Sportswriters are heaping well-deserved praise on Serena Williams since she announced her retirement from tennis in an exclusive article for Vogue. Many of these writers focus on her 23 Grand Slam singles titles and her intense drive and mental toughness. 

According to Williams, the mental game accounts for 70 percent of her success. She made the comment in a 10-episode series for MasterClass. Although Williams covers fundamentals like serves and ground strokes, her exploration of the mental aspect of peak performance offers lessons that transcend the sport. 

These five lessons in mental toughness apply to any performance, like giving a pitch or making a presentation when the pressure is on. 

1. Practice like a pro.

Professional athletes play games with themselves during practice to prepare for the pressure they'll feel on game day. For example, Williams practices like she plays, sitting alone during water breaks just as she would during an actual tournament. 

Williams also relies on "consistency drills" where she forces herself to make a certain number of shots in a row and, if she misses, she has to start again.

I recommend consistency drills to practice for presentations, too. Deliver your presentation from start to finish without stopping. If you forget what you planned to say about a slide and you're forced to look at your notes, that's fine, but you'll have to start again from the beginning of the deck. By forcing yourself to deliver the presentation consistently, you'll add a little pressure on yourself, building your confidence for the real thing. 

2. Break down the tape. 

Athletes watch a lot of game-day videos. Williams says that, for much of her career, she put herself through the painful experience of watching her losses. However, she learned from her mistakes with every video.

You might not have a game-day video, but you can replicate the experience by recording yourself delivering a presentation. Be your own worst critic--look for mistakes. Do you use too many filler words that distract from your message? Do you read from your slides instead of making eye contact?

Most presentation problems are easy to fix once you see yourself committing these mistakes. 

3. Practice with people who are better than you.

This is one of my favorite lessons from the Serena Williams MasterClass. She finds practice partners who are better than her. Williams didn't have to look far early in her career. Her older sister, Venus, provided plenty of competition. "There's no Serena without Venus," she once said. 

As a young player, Williams also tried to copy Pete Sampras and Monica Seles by analyzing their matches. You can apply the same approach to any type of performance, like public speaking. You might not have a "practice partner," but you can watch speakers who are great at what they do. Between YouTube and TED Talks, you have easy (and free) access to the world's best speakers. 

Study people who are better than you, and you'll rise closer to their level. 

4. Forget the past and focus on the present.

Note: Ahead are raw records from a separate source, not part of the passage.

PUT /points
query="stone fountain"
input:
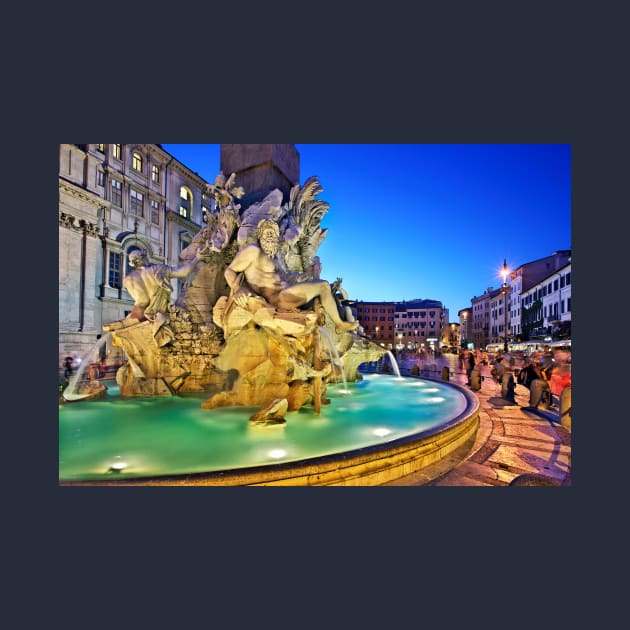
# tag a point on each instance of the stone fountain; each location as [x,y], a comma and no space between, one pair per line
[247,327]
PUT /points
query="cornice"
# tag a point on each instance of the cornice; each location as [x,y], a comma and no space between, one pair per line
[180,220]
[80,193]
[77,225]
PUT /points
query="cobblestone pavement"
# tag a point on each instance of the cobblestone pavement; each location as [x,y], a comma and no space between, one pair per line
[513,446]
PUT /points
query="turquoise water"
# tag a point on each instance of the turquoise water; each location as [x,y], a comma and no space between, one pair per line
[148,437]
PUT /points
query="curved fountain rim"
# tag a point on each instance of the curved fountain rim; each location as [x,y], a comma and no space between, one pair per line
[472,408]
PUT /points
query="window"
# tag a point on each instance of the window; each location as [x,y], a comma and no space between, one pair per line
[114,270]
[136,202]
[155,212]
[185,202]
[136,162]
[116,192]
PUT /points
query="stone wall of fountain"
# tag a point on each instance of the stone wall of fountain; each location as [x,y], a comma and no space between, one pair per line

Once you see what you did wrong, you need to leave your mistakes in the past. Williams says you have to learn from your mistakes, but when you're ready to fix your performance, leave the memory where it belongs--in the past. 

Your only focus should be on today's practice session or tomorrow's presentation. I've worked with many speakers who can't perform their best in the present because they're thinking about the time they messed up.

Thinking about your mistakes is just wasted negative energy that has no business in the present. 

5. Bottle up anxiety and throw it away.

Williams acknowledges that she's "insanely nervous" before a match. Nearly everyone who cares about their performance gets anxious just before play begins. The secret is to turn anxiety into fearlessness. 

Williams thinks about fear as an emotion that she puts in a bottle. She tosses the bottle away as she walks onto the court because being fearless is crucial for a successful performance. Williams reminds us that champions experience fear too. But they replace it with confidence when it's time to perform.

When you get to the center court and you're about to launch into a presentation, make sure you throw out the fear bottle. Play your game. Focus on your strengths. Relax, put a smile on your face, and enjoy the spotlight.